Philosophy

Hello,

We are Javier Díez, industrial designer, and José Luis Díez, interior designer, the two brothers that form the Madrid-based studio díez+díez. We are devoted to product design and we have created, among other projects, essential pictograms, shy cups, invisible bookcases, slow benches, madeleines with internal memory, packed up lights, earthenware pitchers for the new century, containers for memories, petrified pieces of the sea, pieces of furniture as obliging as C. C. Baxter, carpets that cause vertigo, etcetera.

We would like to work for MUJI or IKEA; we like to design for the people, for when they buy or use our designs, they do so because they like them or find them useful, because they bring something to their lives, not because they are buying a “díez+díez”.

We would also like to design a cafe for lovers to date, or a hotel where one could live a parallel existence, or a set design where the visible elements are more mysterious than the invisible ones; we feel like taking the plunge from the tale to the novel.

We work essentially with concepts, with ideas, with thoughts and we use shapes simply as a tool for revealing those, but through a whisper, we do not want our objects to speak, let alone shout; anyone willing to listen to them will have to get very close.

We like to work with ideas like pragmatism, reflection, concept, illusion, word, search, thought, chance, poetry, criticism, curiosity…

As the basis of our work, we use what has come to be known as transversality, that is, we use different creation fields as a starting point for our work, such as philosophy, films or poetry; we are bored and saturated with the world of design, we prefer to find, or better yet, look for inspiration in life itself.

We like to identify ourselves with a cross which conveys addition, the convergence between pragmatism (the horizontal) and idealism (the vertical), a sign, transversality, synapse, short circuit, fusion…
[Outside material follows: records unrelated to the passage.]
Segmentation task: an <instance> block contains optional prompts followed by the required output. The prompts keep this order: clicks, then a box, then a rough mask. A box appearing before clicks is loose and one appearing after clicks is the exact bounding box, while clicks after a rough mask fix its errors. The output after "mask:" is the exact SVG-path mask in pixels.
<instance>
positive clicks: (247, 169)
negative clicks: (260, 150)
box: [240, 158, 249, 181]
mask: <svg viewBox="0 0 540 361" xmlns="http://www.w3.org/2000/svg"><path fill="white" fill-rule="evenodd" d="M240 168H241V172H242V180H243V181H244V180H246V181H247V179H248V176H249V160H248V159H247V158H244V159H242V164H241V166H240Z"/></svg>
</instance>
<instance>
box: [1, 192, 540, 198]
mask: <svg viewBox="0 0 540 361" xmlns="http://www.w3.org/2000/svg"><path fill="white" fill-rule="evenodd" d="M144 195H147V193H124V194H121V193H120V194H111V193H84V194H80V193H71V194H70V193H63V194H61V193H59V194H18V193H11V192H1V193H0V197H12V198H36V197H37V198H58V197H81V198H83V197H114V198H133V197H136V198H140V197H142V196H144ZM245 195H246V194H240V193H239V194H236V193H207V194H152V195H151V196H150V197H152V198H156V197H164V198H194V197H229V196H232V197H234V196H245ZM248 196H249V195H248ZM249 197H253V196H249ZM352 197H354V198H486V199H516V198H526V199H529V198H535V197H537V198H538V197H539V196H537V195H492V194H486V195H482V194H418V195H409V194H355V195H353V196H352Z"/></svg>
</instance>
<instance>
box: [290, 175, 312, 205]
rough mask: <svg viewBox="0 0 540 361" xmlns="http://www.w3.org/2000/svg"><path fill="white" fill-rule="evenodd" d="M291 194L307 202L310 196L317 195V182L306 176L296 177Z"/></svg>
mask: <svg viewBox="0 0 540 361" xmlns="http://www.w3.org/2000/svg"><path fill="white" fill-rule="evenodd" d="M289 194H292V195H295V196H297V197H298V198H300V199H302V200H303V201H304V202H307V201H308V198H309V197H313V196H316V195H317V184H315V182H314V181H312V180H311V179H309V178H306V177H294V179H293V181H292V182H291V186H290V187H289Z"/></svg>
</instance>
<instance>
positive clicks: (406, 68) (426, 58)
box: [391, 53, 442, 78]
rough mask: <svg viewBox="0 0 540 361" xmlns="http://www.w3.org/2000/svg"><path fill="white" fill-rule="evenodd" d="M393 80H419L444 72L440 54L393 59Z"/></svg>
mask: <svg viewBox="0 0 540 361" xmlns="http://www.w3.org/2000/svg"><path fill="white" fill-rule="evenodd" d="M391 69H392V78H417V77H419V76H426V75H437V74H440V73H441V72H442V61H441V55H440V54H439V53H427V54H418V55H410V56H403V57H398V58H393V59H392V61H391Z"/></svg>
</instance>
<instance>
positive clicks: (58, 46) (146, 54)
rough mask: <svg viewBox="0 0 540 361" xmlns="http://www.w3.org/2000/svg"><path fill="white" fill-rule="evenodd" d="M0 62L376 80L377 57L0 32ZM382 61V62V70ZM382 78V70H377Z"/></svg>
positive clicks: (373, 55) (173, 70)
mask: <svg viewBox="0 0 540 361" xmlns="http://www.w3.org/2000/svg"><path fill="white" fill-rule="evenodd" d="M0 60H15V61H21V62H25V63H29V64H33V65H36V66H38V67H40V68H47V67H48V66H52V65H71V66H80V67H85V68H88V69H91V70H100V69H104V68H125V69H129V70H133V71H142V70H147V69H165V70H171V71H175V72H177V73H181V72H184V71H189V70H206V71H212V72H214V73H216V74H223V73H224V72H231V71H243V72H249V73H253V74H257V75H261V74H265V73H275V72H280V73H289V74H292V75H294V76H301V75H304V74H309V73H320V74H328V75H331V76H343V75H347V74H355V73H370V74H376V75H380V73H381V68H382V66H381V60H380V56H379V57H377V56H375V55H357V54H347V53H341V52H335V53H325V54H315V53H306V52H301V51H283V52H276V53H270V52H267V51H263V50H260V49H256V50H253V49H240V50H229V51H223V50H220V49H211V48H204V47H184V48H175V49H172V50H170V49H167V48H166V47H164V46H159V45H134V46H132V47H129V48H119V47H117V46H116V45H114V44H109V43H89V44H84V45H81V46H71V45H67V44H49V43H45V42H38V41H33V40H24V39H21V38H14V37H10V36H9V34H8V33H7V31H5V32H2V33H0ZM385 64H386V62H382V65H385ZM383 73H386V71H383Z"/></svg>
We are not interested in prizes, exhibitions, covers of magazines, or having our pieces exhibited in museums. In other words, none of these is interesting as an end in itself, but as a means to gaining the confidence of more manufacturers and reaching more people, which ultimately is our fundamental goal and, through that, making you happier? We would like that.

We do not understand, or rather, we do, but we do not like the idea of design as a boring media trade, more similar to the worst Hollywood than as a job whose aim, to the extent of its possibilities, is to make a better world; we believe that it takes a lot of modesty to approach people and expect our products to enter their lives, homes, offices and cities; we do not believe it takes camera flashes or glossy magazines to design a cup where, in a rainy autumn evening, someone, sitting in a chair also of our creation, drinks his/her favourite tea while minding his/her own business; we agree with Leonardo when he said: “the greatest wisdom lies in realising that what you are looking for already exists.”

We want our designs to have style, not a style; it is not our ambition to be cast in our designs. We do not want to design a table repeating the same stylistic patterns we have used for a corkscrew; we are not artists, we are designers, our ambition is to provide answers, not to raise questions.

We like to define ourselves as designers of the working days; as Baudelaire put it, we leave art “for Sundays”; in short, as Jean Renoir said: “art is the way to develop a trade”, we prefer to search for art in the way of doing rather than in the results.

We prefer to sell one million objects worth one Euro, rather than one object worth one million Euros.

We do not like to be called minimalist, we prefer the term essential; we do not design from the outside, from the shape, to the inside; thus we do not follow the process of simplifying and stripping the object of its qualities until reducing it to a skeletal formal cliché; we design from the inside, the project is determined by the object we are dealing with, we search for its essence; if someday we have a commission for an object with a baroque essence, we will design an excessively ornate and bombastic object, but we will never do it subject to the dictate of fashion or trend.

In short, we understand design as an existential activity, involved in life, and as Berger does with writing, design must be a manifestation of experience; we believe design is a job that requires, above all, curiosity, lots of curiosity, criticism and, especially, self-criticism, as ultimately we are buyers and users, besides designers; we could never design something we would not buy for ourselves.